Au lieu de les cataloguer, nous qui possédons et jugeons tout, il vaut mieux en distinguer la richesse. Lorsque nous plongeons profondément au cœur des événements et lorsque nous les examinons, nous constatons un goût distinct, une beauté différente dans tout ce qui s’oppose. Ils ont chacun des richesses différentes. L’ensemble des diversités qui existent dans ces contrastes confère à nos vies leur richesse.

Positivité et négativité sont l’inverse l’une de l’autre. Sur une batterie figurent à la fois une borne négative et positive. Si nous jugeons le positif comme bon et le négatif comme mauvais et laissons de fait le négatif de coté, nous ne pouvons pas profiter de l’énergie qui va naître de la combinaison de ces deux contraires, tandis qu’une somme de puissance, d’énergie et de lumière est repartie autour de la combinaison des extrémités opposées. Lorsque nous ne remarquons pas, ne ressentons pas et ne comprenons pas les contrastes, il n’est plus possible de nous sentir puissant et de comprendre l’existence. Celui qui ne connaît pas la douleur ne peut parvenir à la beauté de la joie. Celui qui ne voit pas la guerre ne peut pas saisir la noblesse de la paix.

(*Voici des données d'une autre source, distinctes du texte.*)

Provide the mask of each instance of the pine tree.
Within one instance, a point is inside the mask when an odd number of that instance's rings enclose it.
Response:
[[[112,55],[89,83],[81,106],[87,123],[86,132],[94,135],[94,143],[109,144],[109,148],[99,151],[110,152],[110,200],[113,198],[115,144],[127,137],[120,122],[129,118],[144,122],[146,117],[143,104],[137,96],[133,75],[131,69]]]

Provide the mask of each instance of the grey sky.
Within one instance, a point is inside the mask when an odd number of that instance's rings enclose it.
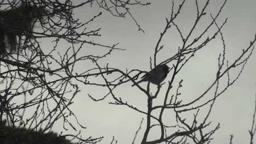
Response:
[[[167,0],[151,1],[148,7],[135,7],[131,11],[137,20],[145,33],[137,31],[138,28],[129,16],[126,19],[112,16],[103,10],[92,8],[80,9],[75,11],[75,16],[82,20],[87,20],[100,11],[103,13],[101,17],[96,20],[91,27],[102,27],[102,39],[99,41],[104,44],[111,44],[119,42],[119,47],[126,49],[113,52],[112,55],[102,61],[102,65],[108,62],[110,67],[117,67],[125,71],[139,69],[142,70],[149,69],[149,57],[154,53],[154,48],[164,28],[165,17],[170,17],[171,1]],[[196,7],[194,1],[187,1],[177,22],[185,34],[195,21]],[[201,5],[205,0],[198,1]],[[205,27],[211,20],[210,13],[215,15],[224,1],[212,0],[207,10],[208,18],[200,25]],[[174,1],[177,6],[181,1]],[[96,6],[96,5],[94,5]],[[229,0],[218,19],[219,24],[228,17],[228,23],[224,26],[223,33],[227,46],[227,58],[232,62],[242,52],[243,49],[248,46],[256,33],[256,1]],[[195,33],[201,32],[197,28]],[[180,44],[180,38],[174,29],[168,31],[165,37],[165,48],[160,54],[158,62],[177,51]],[[219,37],[212,41],[203,50],[199,52],[180,73],[174,83],[184,80],[183,87],[181,92],[184,101],[189,101],[196,98],[208,86],[216,76],[217,68],[217,58],[222,52],[221,40]],[[101,52],[107,49],[99,48],[92,49],[91,46],[85,47],[89,52]],[[89,51],[89,50],[88,50]],[[254,104],[254,94],[256,93],[256,54],[255,52],[248,62],[243,74],[237,82],[224,93],[217,101],[211,116],[212,126],[218,122],[220,129],[214,136],[212,143],[228,143],[229,135],[234,135],[234,143],[245,143],[249,142],[248,130],[251,128],[252,113]],[[84,64],[80,64],[82,69]],[[168,78],[170,79],[171,75]],[[225,81],[222,81],[225,83]],[[131,87],[131,83],[121,86],[114,91],[117,97],[127,101],[132,105],[146,110],[147,99],[145,95],[135,87]],[[146,84],[142,84],[145,86]],[[113,101],[109,97],[100,102],[92,101],[88,97],[89,93],[95,98],[101,98],[106,89],[80,85],[82,91],[75,98],[72,109],[85,127],[82,131],[84,136],[103,136],[101,143],[109,143],[114,136],[118,143],[131,143],[140,121],[145,116],[138,113],[125,106],[108,104]],[[211,97],[211,96],[209,96]],[[166,119],[170,123],[175,123],[172,115]],[[141,135],[143,133],[146,121],[143,123]],[[56,129],[61,129],[62,125],[56,125]],[[153,134],[152,137],[158,134]],[[142,137],[137,137],[136,143],[141,141]]]

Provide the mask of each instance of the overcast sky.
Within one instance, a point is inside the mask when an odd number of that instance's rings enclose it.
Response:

Celui qui ne reconnait pas la pauvreté ne peut être heureux avec sa fortune. Il ne faut jamais stigmatiser nos sentiments, nos idées, nos désirs comme bons ou mauvais car ils ne sont ni bons ni mauvais, ils nous appartiennent tous. Il faut les distinguer et les expérimenter.

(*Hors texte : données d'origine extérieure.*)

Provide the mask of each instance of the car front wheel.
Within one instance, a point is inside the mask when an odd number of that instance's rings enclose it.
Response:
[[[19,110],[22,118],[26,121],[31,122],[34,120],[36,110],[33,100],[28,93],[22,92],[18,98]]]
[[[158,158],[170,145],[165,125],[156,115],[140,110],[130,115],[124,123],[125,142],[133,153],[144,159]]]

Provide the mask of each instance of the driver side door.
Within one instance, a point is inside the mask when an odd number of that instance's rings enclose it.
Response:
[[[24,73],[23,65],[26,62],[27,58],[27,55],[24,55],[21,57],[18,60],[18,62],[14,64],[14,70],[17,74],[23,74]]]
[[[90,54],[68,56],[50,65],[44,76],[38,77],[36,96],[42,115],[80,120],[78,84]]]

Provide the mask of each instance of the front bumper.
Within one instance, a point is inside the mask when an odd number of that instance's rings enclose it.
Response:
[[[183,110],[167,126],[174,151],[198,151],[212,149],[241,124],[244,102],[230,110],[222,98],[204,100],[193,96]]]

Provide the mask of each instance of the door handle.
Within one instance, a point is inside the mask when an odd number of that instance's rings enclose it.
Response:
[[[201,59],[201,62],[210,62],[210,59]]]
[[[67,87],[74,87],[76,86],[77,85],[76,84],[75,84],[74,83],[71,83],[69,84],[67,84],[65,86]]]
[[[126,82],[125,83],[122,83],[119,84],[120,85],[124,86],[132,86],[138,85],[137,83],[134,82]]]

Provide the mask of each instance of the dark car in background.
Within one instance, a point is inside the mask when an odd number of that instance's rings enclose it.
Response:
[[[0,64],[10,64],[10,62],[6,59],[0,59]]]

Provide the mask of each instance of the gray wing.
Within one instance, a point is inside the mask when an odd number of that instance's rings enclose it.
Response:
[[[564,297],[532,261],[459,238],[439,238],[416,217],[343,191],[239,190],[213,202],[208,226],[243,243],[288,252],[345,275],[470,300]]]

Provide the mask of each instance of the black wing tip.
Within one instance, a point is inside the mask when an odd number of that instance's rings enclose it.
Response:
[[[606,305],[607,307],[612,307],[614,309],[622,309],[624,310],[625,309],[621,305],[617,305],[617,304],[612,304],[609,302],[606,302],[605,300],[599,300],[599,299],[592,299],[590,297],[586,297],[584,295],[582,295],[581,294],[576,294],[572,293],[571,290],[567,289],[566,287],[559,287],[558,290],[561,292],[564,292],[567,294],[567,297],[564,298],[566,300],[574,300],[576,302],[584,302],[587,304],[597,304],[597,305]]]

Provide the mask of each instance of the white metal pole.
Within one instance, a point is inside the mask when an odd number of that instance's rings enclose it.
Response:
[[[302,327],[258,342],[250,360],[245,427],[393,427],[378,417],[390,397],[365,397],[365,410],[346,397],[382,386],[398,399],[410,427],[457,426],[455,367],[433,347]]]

Commun à tout l’univers, notre corps est lui aussi un petit univers : il est une communauté de contrastes. Nous portons en notre nature à la fois les qualités de l’enfant et de l’adulte. Nous possédons à la fois les caractères contraires combattant-pacifiste, lâche-courageux ou encore immature-mature. Mon professeur d’école primaire nous avait distribué un dictionnaire des mots contraire en nous expliquant que nous ne pourrions saisir les significations exactes des mots sans connaitre leur contraire.

Les contrastes représentent des richesses dans la vie sociale et professionnelle, dans la bureaucratie, dans la diplomatie et en particulier dans les relations humaines. Au lieu de se débattre pour faire un choix entre les contrastes, il est toujours logique de saisir la joie de vivre dans la richesse de ces derniers.